– Si vous êtes raisonnable, vous ne raterez rien ! Durant le trajet en voiture, Aldo n’ouvrit pas la bouche mais à peine installé au salon, il attaqua tandis qu’Adalbert remplissait les verres.
– Cette Sally Penkowski est bien votre amie ?
– Nous nous connaissons depuis l’enfance mais...
– Est-ce qu’elle aime l’argent ?
– Comme tout le monde, je pense, mais vous savez, « l’or est pour l’âme des hommes un... ».
– Abandonnez Shakespeare ou je ne vous donne pas un penny ! À votre avis, combien faudrait-il lui donner pour qu’elle change son témoignage ?
– Changer son témoignage ? s’écria Adalbert. Mais c’est impossible, voyons ! Tu es fou !
– Pas du tout ! Je ne sais pas quel but elle poursuit mais je suis persuadé que cette fille ment et que c’est lady Ferrals qui dit vrai ! Quant à changer ses propos, c’est l’enfance de l’art pour une femme : une crise de repentir, des regrets sincères et comme explication le désir effréné de libérer de tout soupçon celui qu’elle aime. Car il est évident qu’elle aime Ladislas. Et je ne suis pas loin de penser que c’est la véritable explication d’un témoignage aussi abracadabrant...
– Tu as peut-être raison, soupira Vidal-Pellicorne mais, si c’est le cas, elle ne se laissera pas acheter.
– Même pour mille livres ? L’importance de la somme fit sursauter les deux hommes qui écoutaient Morosini. Puis Adalbert protesta :
– J’avais raison : tu es fou !
– Peut-être mais je veux la sauver, tu m’entends ? Je veux la sauver à tout prix. Alors Bertram, mon bon, vous allez filer voir votre petite amie. Voilà votre argent à vous. Si vous savez vous montrer convaincant vous en aurez encore...
Mais quand le journaliste revint, une heure plus tard, il était tout déconfit :
– Rien à faire ! dit-il sobrement. Sally déteste lady Ferrals en qui elle voit une rivale. Une condamnation ferait son bonheur.
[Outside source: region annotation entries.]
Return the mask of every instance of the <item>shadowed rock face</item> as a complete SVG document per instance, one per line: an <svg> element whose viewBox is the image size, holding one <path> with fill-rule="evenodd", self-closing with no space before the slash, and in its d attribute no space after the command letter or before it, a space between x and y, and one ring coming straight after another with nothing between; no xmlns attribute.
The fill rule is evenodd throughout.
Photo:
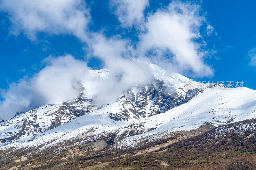
<svg viewBox="0 0 256 170"><path fill-rule="evenodd" d="M185 91L179 88L156 79L150 84L129 88L116 102L119 109L108 113L108 116L117 121L150 117L186 103L202 92L201 89ZM73 100L45 105L26 113L17 113L10 120L1 121L0 143L12 142L16 139L44 132L102 108L93 105L92 99L84 96L81 93Z"/></svg>
<svg viewBox="0 0 256 170"><path fill-rule="evenodd" d="M10 120L0 123L0 143L33 136L60 126L95 109L91 103L91 99L81 95L71 101L45 105L25 113L17 112Z"/></svg>
<svg viewBox="0 0 256 170"><path fill-rule="evenodd" d="M134 105L137 114L145 117L185 103L202 92L197 88L185 92L182 89L177 89L171 84L156 80L147 86L131 88L125 94Z"/></svg>

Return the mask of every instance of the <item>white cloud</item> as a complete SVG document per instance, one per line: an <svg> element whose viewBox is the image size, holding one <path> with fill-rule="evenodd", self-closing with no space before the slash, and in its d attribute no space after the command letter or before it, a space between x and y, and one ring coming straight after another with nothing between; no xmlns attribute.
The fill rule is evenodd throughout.
<svg viewBox="0 0 256 170"><path fill-rule="evenodd" d="M149 16L146 32L140 37L142 51L152 51L159 60L166 59L159 56L169 54L170 65L178 71L191 69L201 76L212 75L212 70L204 63L207 52L202 50L201 44L196 40L201 37L199 29L205 20L199 13L200 7L173 1L167 9Z"/></svg>
<svg viewBox="0 0 256 170"><path fill-rule="evenodd" d="M32 78L24 78L1 90L4 100L0 103L0 113L10 118L18 111L78 96L89 70L86 63L69 55L45 61L47 66Z"/></svg>
<svg viewBox="0 0 256 170"><path fill-rule="evenodd" d="M207 26L207 27L206 27L206 33L208 36L209 36L211 34L214 30L213 27L209 24Z"/></svg>
<svg viewBox="0 0 256 170"><path fill-rule="evenodd" d="M252 48L248 52L248 56L251 59L250 65L256 66L256 48Z"/></svg>
<svg viewBox="0 0 256 170"><path fill-rule="evenodd" d="M0 113L10 118L17 111L75 98L82 86L88 94L98 96L95 100L98 104L114 100L122 90L151 80L152 73L144 64L129 59L145 59L149 52L153 55L146 59L148 61L172 71L212 74L204 62L208 52L198 42L199 28L205 20L199 13L199 6L174 1L145 18L148 1L111 2L123 26L136 26L138 42L132 44L120 35L107 38L90 32L89 10L82 0L2 1L1 10L10 15L12 33L22 32L33 40L41 33L74 35L87 43L86 52L102 60L110 71L108 78L101 79L90 76L85 62L70 55L48 57L47 66L32 78L25 78L2 90L4 100L0 103Z"/></svg>
<svg viewBox="0 0 256 170"><path fill-rule="evenodd" d="M37 34L72 34L83 41L90 18L82 0L3 0L1 10L8 13L10 33L23 32L35 40Z"/></svg>
<svg viewBox="0 0 256 170"><path fill-rule="evenodd" d="M143 21L143 12L149 3L148 0L112 0L109 4L115 9L122 26L130 27Z"/></svg>

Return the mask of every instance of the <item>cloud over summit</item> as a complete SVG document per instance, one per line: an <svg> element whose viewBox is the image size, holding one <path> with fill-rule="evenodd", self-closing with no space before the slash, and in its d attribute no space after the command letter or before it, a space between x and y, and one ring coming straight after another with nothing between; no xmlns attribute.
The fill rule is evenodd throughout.
<svg viewBox="0 0 256 170"><path fill-rule="evenodd" d="M205 62L209 53L200 32L202 27L209 31L206 27L209 25L200 13L199 5L174 1L153 12L147 10L150 7L148 0L111 0L102 4L110 6L105 7L110 9L109 12L118 22L118 31L111 34L106 33L109 25L101 31L90 26L95 24L86 2L3 0L0 9L8 14L11 34L19 36L22 33L33 41L40 34L75 36L86 47L86 53L103 61L113 79L122 74L122 81L116 83L86 78L90 70L87 63L70 55L49 57L48 65L32 78L21 79L2 90L4 99L0 103L0 115L13 115L18 111L75 97L78 85L93 88L88 85L93 81L99 84L94 88L103 89L102 94L108 88L113 90L114 98L124 88L150 79L148 71L131 58L146 60L172 72L212 75L212 68ZM136 33L130 36L133 37L126 35L132 30Z"/></svg>

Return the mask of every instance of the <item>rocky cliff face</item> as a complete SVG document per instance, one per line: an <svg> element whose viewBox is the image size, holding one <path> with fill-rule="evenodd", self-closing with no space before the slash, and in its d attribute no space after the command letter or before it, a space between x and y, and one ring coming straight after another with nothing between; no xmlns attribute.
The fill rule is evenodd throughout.
<svg viewBox="0 0 256 170"><path fill-rule="evenodd" d="M17 113L10 120L2 121L0 142L8 143L43 132L96 109L91 104L91 99L83 97L82 95L71 101Z"/></svg>

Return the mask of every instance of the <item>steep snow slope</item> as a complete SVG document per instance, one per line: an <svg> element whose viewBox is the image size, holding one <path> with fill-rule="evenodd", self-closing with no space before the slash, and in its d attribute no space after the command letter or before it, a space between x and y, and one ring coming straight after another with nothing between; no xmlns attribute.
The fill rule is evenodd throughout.
<svg viewBox="0 0 256 170"><path fill-rule="evenodd" d="M217 89L206 88L187 103L143 119L137 119L135 114L132 114L133 119L118 121L111 118L111 115L119 114L122 108L117 101L96 112L70 121L44 135L39 134L1 148L18 148L47 142L44 147L48 147L65 145L67 141L76 140L79 142L73 144L77 145L81 141L91 142L109 137L110 134L117 140L121 138L116 144L118 147L132 146L141 141L161 138L170 132L194 129L206 123L217 126L255 117L256 91L246 88ZM155 129L151 130L152 128ZM151 131L146 132L149 131ZM141 134L129 137L136 133Z"/></svg>
<svg viewBox="0 0 256 170"><path fill-rule="evenodd" d="M120 98L116 100L122 103L122 108L119 112L115 112L118 113L112 115L112 113L109 113L109 117L120 121L150 117L186 103L201 92L199 89L188 91L184 88L188 78L178 74L168 74L151 64L148 64L148 67L154 77L152 82L120 91ZM110 78L109 74L107 69L92 70L88 76L104 81ZM95 96L89 95L92 92L89 92L89 95L88 92L86 92L86 88L84 87L85 90L75 99L46 104L25 113L18 113L9 121L2 122L0 124L0 143L6 145L44 132L115 102L109 101L105 106L99 106L93 102ZM100 95L96 97L101 97Z"/></svg>
<svg viewBox="0 0 256 170"><path fill-rule="evenodd" d="M93 105L93 96L82 94L76 100L43 106L2 122L0 149L62 147L97 139L132 146L203 124L217 126L256 117L255 90L216 83L195 88L202 84L148 66L154 74L151 83L120 92L118 98L105 105ZM107 69L91 72L91 76L109 77ZM189 81L194 88L188 89Z"/></svg>

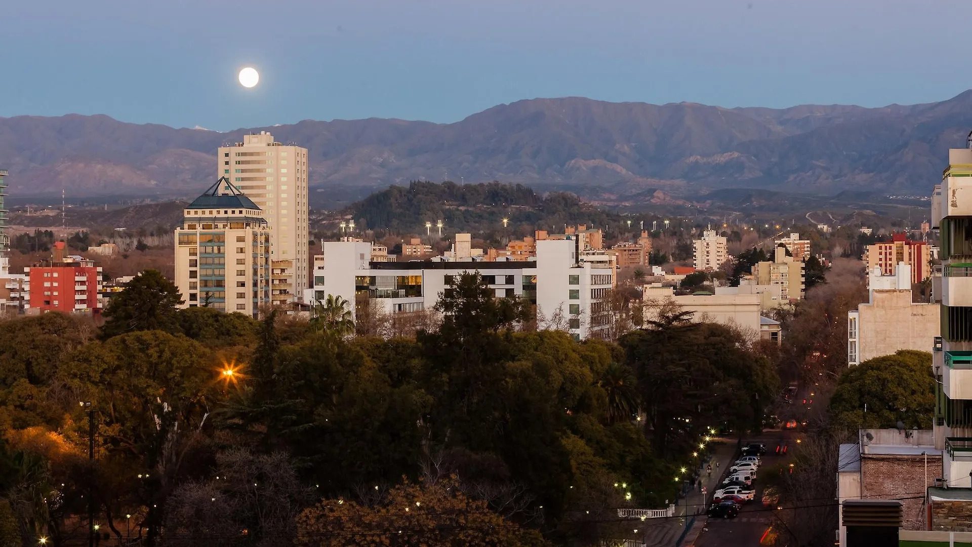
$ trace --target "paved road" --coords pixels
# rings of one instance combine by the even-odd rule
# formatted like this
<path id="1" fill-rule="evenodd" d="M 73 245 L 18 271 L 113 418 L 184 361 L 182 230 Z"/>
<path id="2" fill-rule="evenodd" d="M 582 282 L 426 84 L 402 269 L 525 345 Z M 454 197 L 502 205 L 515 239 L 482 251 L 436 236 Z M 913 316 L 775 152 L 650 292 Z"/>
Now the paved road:
<path id="1" fill-rule="evenodd" d="M 746 503 L 735 519 L 708 519 L 702 532 L 695 540 L 695 547 L 754 547 L 760 545 L 760 540 L 775 517 L 773 511 L 763 506 L 763 486 L 765 476 L 776 473 L 781 464 L 786 464 L 787 456 L 775 454 L 778 444 L 785 441 L 790 447 L 795 446 L 796 433 L 793 431 L 766 431 L 754 440 L 766 443 L 767 454 L 763 456 L 763 464 L 756 477 L 756 496 Z"/>

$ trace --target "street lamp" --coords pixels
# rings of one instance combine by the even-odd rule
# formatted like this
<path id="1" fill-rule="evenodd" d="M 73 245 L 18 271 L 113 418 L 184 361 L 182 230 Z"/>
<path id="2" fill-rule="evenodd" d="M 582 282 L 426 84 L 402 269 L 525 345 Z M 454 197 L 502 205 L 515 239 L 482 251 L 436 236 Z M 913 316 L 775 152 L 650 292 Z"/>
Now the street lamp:
<path id="1" fill-rule="evenodd" d="M 81 408 L 87 413 L 87 460 L 91 462 L 91 480 L 87 483 L 87 547 L 94 547 L 94 531 L 98 525 L 94 523 L 94 407 L 90 401 L 79 401 Z"/>

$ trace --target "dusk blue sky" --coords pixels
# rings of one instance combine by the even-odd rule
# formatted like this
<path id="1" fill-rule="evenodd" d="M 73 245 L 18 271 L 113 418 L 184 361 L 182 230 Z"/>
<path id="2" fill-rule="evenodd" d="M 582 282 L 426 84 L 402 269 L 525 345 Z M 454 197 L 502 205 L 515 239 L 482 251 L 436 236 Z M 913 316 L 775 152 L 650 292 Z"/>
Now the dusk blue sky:
<path id="1" fill-rule="evenodd" d="M 228 130 L 567 95 L 930 102 L 972 88 L 970 18 L 968 0 L 6 0 L 0 116 Z"/>

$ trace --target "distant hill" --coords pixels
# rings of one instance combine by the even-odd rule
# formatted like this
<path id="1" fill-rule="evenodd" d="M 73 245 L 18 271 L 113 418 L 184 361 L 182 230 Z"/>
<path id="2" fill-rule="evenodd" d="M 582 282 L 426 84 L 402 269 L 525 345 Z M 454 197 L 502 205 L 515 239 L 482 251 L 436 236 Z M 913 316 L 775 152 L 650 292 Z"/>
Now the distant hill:
<path id="1" fill-rule="evenodd" d="M 538 98 L 454 124 L 303 121 L 217 132 L 107 116 L 0 118 L 13 196 L 192 198 L 217 147 L 269 130 L 309 150 L 312 203 L 410 180 L 502 180 L 611 200 L 678 200 L 726 188 L 924 195 L 972 128 L 972 91 L 918 105 L 786 109 Z M 659 195 L 658 193 L 662 194 Z"/>
<path id="2" fill-rule="evenodd" d="M 115 207 L 104 210 L 101 207 L 68 207 L 64 212 L 64 224 L 69 227 L 101 229 L 115 228 L 154 229 L 162 227 L 163 233 L 175 229 L 182 222 L 186 201 L 162 201 Z M 61 225 L 60 209 L 42 209 L 26 212 L 12 212 L 8 224 L 29 228 L 55 228 Z"/>
<path id="3" fill-rule="evenodd" d="M 604 228 L 621 222 L 618 215 L 585 203 L 573 194 L 551 192 L 540 197 L 531 188 L 498 182 L 392 186 L 353 203 L 343 214 L 355 219 L 362 230 L 408 234 L 431 222 L 432 233 L 437 233 L 434 225 L 441 220 L 443 234 L 470 232 L 485 237 L 532 235 L 535 229 L 562 234 L 565 225 Z"/>

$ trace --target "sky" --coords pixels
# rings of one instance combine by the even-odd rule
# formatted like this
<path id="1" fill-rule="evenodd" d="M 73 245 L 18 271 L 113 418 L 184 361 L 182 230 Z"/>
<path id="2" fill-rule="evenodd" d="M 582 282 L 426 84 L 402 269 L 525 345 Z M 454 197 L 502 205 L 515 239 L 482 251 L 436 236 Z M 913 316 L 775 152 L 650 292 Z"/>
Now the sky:
<path id="1" fill-rule="evenodd" d="M 0 117 L 451 123 L 535 97 L 884 106 L 972 88 L 968 0 L 4 0 Z M 955 26 L 957 24 L 958 26 Z M 244 66 L 257 88 L 236 80 Z"/>

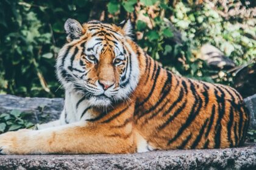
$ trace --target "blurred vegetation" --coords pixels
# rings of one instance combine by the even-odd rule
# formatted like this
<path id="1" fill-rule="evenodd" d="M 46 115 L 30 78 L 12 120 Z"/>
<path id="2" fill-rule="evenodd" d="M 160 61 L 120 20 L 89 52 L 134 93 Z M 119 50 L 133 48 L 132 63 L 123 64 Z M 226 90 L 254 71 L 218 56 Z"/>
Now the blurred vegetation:
<path id="1" fill-rule="evenodd" d="M 17 110 L 13 110 L 10 113 L 1 114 L 0 134 L 7 131 L 30 128 L 34 126 L 34 124 L 26 118 L 27 115 L 29 114 Z"/>
<path id="2" fill-rule="evenodd" d="M 63 25 L 69 18 L 110 23 L 130 18 L 135 40 L 163 67 L 188 77 L 232 86 L 232 72 L 210 68 L 199 58 L 199 50 L 211 44 L 237 66 L 255 58 L 255 3 L 202 1 L 2 0 L 0 93 L 63 97 L 54 64 L 65 43 Z"/>

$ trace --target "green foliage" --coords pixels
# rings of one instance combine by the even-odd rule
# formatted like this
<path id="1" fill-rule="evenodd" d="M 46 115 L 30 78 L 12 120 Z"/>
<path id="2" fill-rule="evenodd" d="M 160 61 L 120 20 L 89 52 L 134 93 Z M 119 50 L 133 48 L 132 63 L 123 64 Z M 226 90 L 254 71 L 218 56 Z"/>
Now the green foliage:
<path id="1" fill-rule="evenodd" d="M 207 3 L 176 2 L 1 1 L 0 93 L 63 96 L 54 66 L 66 41 L 63 25 L 68 18 L 110 23 L 131 18 L 134 39 L 163 67 L 188 77 L 232 85 L 231 74 L 222 70 L 222 76 L 210 69 L 197 58 L 196 52 L 203 44 L 210 43 L 237 65 L 247 63 L 255 56 L 255 19 L 223 16 L 218 12 L 224 8 L 219 3 L 213 8 Z M 181 32 L 180 41 L 176 39 L 177 33 L 169 22 Z"/>
<path id="2" fill-rule="evenodd" d="M 247 132 L 247 141 L 249 142 L 256 142 L 256 130 L 248 130 Z"/>
<path id="3" fill-rule="evenodd" d="M 29 128 L 34 124 L 26 120 L 27 114 L 13 110 L 10 114 L 0 115 L 0 134 L 20 129 Z"/>

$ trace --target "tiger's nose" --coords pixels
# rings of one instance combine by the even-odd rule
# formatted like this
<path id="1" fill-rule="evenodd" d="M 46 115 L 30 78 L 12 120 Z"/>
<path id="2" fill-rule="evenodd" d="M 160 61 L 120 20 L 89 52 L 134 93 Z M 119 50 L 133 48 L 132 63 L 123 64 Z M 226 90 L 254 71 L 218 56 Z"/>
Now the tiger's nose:
<path id="1" fill-rule="evenodd" d="M 114 83 L 104 80 L 99 80 L 99 84 L 103 87 L 103 89 L 104 89 L 104 90 L 107 90 L 110 87 L 114 85 Z"/>

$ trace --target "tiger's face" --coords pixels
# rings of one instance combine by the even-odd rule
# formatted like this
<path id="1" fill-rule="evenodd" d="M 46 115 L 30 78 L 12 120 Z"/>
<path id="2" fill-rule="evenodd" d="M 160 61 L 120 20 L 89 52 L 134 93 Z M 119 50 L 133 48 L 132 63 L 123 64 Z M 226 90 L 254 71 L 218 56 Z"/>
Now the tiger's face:
<path id="1" fill-rule="evenodd" d="M 68 42 L 60 51 L 57 75 L 66 91 L 82 95 L 91 106 L 105 106 L 129 98 L 139 76 L 129 21 L 122 25 L 69 19 Z"/>

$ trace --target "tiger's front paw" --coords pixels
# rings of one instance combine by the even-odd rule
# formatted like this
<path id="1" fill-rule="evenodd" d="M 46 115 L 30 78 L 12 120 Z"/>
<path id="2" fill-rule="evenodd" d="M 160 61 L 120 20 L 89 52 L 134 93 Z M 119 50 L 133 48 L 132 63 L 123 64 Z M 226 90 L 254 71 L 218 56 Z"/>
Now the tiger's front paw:
<path id="1" fill-rule="evenodd" d="M 0 154 L 26 154 L 27 136 L 31 130 L 21 129 L 0 135 Z"/>

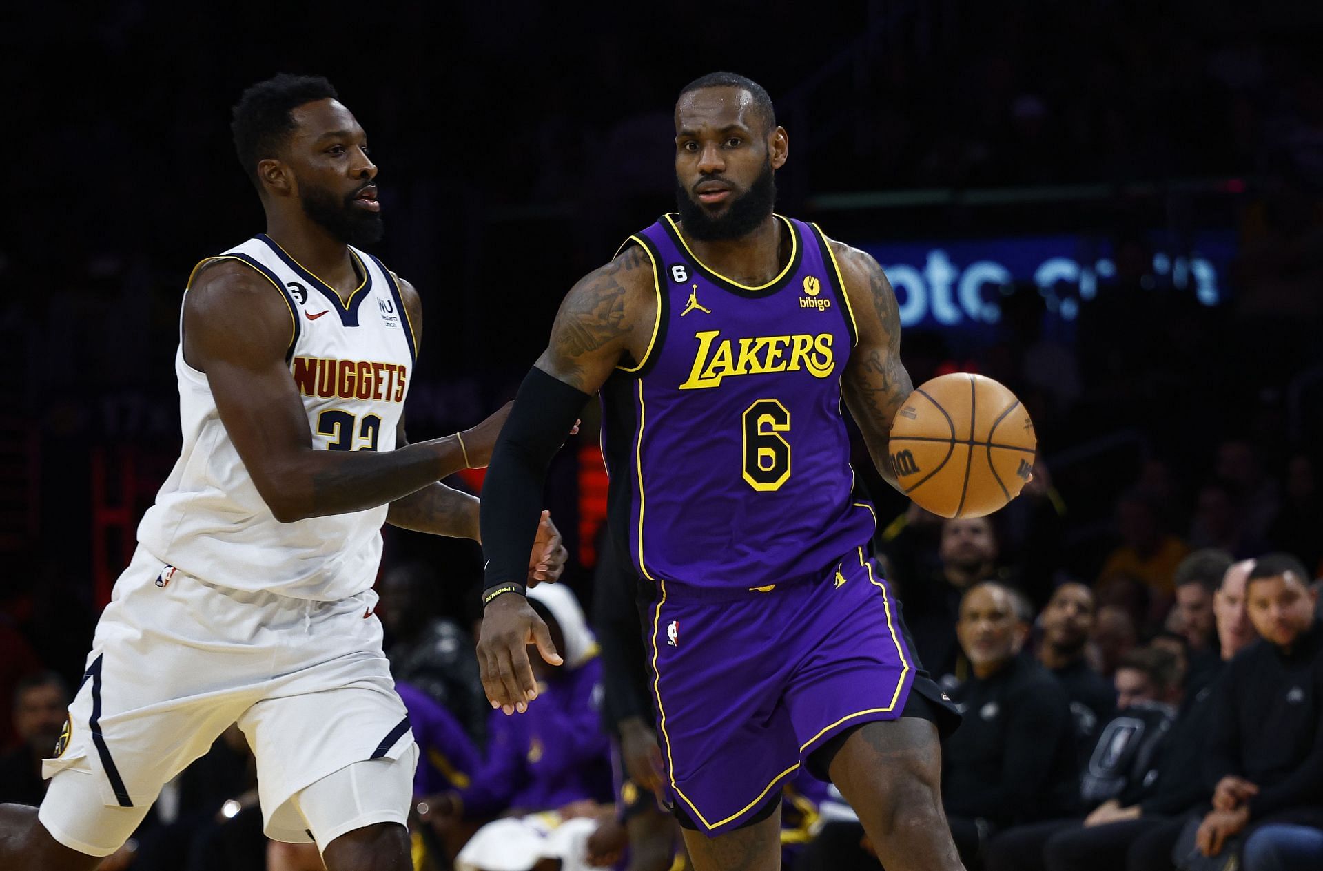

– Et toi, grogna Adalbert en pointant sur son ami un doigt accusateur, tu risques à présent de te retrouver sur la paille humide des cachots pour tentative de corruption de témoin...
– Non, coupa Bertram, et cela pour deux raisons. Sally ignore de qui j’étais le messager et... je lui ai fait cadeau des vingt livres...
– Vous avez bien fait ! Il ne me reste plus qu’à vous les rendre...
– Merci bien ! Maintenant je file m’occuper de mon article. À demain !
Cette nuit-là, Aldo ne dormit guère. Assailli de craintes que le silence nocturne amplifiait, il s’attarda au salon, fumant cigarette sur cigarette, affalé dans l’un des fauteuils ou arpentant le tapis de long en large. Big Ben avait sonné deux heures depuis longtemps quand il alla se jeter sur son lit. Pour sa part, Adalbert était allé se coucher sans états d’âme.
Le lendemain, en se rendant au palais de justice après avoir avalé force tasses de café, Aldo se sentait d’humeur noire tandis qu’Adalbert gardait un silence prudent. Cependant, au bout d’un moment, celui-ci ne put se retenir plus longtemps.
– Tu n’as pas remarqué quelque chose de bizarre hier ?
– Où ça ? À Old Bailey ?
– Oui. Pas un instant je n’ai aperçu le comte Solmanski. Comment se fait-il qu’il n’assiste pas au procès de sa fille ?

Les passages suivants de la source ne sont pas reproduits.